The sequencing of the human genome and the development of new methods for acquiring biological data have changed the face of biomedical research. The use of mathematical and computational approaches is critical to take advantage of this explosion in biological information. There is also a critical need for an integrated computational environment that can provide easy access to a set of universal analytic tools; support the development and dissemination of novel algorithmic approaches; and enable reproducibility of in silico research.

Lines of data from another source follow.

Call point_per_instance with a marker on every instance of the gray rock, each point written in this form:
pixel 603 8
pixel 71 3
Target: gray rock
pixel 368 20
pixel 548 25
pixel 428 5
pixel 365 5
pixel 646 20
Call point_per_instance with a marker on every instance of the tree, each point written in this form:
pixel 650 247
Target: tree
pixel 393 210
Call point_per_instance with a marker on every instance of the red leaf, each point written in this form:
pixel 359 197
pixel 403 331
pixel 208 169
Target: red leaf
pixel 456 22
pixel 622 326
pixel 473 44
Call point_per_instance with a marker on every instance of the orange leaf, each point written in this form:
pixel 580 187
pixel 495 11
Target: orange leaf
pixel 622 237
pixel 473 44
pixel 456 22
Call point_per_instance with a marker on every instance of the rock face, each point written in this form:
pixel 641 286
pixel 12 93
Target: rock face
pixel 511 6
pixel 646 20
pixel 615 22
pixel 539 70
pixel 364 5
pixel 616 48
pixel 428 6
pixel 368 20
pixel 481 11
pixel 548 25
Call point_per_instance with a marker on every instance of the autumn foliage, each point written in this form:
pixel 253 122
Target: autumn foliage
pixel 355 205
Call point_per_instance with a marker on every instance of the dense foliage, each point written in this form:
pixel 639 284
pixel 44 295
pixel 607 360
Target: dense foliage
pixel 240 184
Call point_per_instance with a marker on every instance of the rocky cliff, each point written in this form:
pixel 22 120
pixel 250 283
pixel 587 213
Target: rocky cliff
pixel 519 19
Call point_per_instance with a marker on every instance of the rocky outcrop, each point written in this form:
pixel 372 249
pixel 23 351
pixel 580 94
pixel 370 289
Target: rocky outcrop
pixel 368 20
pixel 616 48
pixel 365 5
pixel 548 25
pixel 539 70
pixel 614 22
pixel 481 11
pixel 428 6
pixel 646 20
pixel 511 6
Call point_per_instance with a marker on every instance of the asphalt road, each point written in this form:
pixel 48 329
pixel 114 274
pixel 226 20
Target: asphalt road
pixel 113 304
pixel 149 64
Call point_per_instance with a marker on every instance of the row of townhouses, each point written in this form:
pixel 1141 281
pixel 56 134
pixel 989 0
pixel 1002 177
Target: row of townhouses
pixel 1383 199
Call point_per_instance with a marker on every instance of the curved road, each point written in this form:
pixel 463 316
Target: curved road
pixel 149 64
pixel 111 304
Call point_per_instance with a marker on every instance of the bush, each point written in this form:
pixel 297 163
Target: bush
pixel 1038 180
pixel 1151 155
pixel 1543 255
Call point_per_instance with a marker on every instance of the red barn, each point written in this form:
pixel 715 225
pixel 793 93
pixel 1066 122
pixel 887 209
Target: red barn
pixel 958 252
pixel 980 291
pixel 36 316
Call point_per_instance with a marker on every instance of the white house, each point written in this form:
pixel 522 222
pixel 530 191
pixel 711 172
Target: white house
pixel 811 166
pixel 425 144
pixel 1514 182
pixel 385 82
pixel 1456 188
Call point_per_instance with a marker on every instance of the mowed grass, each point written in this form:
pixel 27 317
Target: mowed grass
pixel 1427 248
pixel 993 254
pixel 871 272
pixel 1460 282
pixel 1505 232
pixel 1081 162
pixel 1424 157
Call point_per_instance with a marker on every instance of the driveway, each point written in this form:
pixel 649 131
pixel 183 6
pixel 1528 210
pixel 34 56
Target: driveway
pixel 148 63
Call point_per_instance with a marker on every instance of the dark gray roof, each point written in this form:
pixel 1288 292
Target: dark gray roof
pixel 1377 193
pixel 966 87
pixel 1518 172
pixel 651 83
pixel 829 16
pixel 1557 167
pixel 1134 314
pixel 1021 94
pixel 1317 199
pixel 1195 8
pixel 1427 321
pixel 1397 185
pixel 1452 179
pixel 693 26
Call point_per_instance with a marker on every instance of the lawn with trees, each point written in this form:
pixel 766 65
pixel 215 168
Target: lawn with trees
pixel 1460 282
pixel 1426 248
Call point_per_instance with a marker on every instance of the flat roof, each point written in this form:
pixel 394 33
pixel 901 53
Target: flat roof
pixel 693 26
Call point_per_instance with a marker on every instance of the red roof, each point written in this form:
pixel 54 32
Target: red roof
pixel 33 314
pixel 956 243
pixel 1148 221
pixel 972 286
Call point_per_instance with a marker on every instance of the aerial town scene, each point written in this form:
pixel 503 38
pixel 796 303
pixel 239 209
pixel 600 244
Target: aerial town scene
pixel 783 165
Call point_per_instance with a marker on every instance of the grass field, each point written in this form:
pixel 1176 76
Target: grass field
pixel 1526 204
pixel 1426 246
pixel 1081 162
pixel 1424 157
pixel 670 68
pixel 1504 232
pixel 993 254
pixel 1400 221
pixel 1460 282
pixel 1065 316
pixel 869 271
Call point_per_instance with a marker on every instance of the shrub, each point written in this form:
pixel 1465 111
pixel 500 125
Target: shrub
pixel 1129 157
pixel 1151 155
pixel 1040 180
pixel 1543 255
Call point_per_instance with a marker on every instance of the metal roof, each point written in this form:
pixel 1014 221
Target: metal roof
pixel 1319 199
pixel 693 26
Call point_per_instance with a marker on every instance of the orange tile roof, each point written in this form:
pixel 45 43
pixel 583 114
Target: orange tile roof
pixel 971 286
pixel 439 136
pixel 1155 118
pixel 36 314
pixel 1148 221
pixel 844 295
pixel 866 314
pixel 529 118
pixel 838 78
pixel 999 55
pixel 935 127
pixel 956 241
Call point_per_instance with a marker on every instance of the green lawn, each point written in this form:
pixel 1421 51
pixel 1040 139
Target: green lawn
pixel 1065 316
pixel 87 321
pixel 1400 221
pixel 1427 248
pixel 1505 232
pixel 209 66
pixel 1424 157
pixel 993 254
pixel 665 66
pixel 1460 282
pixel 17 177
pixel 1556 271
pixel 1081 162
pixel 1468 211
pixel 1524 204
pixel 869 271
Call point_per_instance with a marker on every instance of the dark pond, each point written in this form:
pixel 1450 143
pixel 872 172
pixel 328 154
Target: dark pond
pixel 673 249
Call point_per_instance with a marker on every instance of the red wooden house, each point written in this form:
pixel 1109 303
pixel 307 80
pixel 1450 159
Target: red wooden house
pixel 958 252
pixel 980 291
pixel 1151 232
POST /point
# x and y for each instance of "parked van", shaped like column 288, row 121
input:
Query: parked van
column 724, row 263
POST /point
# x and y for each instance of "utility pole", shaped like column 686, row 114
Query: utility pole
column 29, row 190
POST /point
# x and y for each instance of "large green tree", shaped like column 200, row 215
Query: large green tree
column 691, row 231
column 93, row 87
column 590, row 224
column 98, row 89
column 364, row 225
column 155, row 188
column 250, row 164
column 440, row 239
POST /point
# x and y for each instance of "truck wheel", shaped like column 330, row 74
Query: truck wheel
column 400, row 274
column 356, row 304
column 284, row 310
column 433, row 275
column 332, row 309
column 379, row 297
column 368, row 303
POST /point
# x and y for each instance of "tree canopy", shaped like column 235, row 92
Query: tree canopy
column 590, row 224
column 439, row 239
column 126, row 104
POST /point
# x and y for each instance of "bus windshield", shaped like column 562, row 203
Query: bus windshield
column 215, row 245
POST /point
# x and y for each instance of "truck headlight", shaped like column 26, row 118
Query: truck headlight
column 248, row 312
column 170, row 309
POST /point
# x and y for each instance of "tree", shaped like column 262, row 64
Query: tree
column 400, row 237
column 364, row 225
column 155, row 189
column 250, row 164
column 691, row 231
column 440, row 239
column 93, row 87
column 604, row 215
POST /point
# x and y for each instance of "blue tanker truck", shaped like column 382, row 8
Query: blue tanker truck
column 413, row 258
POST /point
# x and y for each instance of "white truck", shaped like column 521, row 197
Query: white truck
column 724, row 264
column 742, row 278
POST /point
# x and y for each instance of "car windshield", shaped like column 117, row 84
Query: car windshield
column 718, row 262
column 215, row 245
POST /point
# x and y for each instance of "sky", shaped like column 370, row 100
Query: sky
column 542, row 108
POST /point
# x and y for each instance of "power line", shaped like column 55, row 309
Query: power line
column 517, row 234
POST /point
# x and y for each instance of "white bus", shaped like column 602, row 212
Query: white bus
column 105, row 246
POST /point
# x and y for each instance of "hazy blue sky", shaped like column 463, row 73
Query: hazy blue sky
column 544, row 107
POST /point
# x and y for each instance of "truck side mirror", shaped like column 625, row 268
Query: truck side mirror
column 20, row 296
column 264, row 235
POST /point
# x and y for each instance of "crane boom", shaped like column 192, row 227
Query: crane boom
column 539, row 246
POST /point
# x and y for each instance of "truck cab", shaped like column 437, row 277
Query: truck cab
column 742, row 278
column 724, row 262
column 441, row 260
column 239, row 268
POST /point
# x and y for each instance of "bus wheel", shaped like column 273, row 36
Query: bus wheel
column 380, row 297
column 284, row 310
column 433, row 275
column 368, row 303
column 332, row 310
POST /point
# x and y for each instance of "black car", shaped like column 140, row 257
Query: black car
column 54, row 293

We will describe some of the challenging computational problems in biomedicine, the techniques we use to address them, and a software infrastructure to support this highly interdisciplinary field of research.

Jeff Dean

Handling Large Datasets at Google: Current Systems and Future Directions
Jeff Dean, Google

Over the past several years, we have built a collection of systems and tools that simplify the storing and processing of large-scale data sets, and the construction of heavily-used public services based on these data sets. These systems are intended to work well in Google's computational environment, which consists of large numbers of commodity machines connected by commodity networking hardware. Our systems handle issues like storage reliability and availability in the face of machine failures, and our processing tools make it relatively easy to write robust computations that run reliably and efficiently on thousands of machines. In this talk I'll highlight some of the systems we have built, and discuss some challenges and future directions for new systems.

Jon Kleinberg

Algorithmic Perspectives on Large-Scale Social Network Data
Jon Kleinberg, Cornell University

The growth of on-line information systems supporting rich forms of social interaction has made it possible to study social network data at unprecedented levels of scale and temporal resolution. This offers an opportunity to address questions at the intersection of computing and the social sciences, where algorithmic styles of thinking can help in formulating models of social processes and in managing complex networks as datasets.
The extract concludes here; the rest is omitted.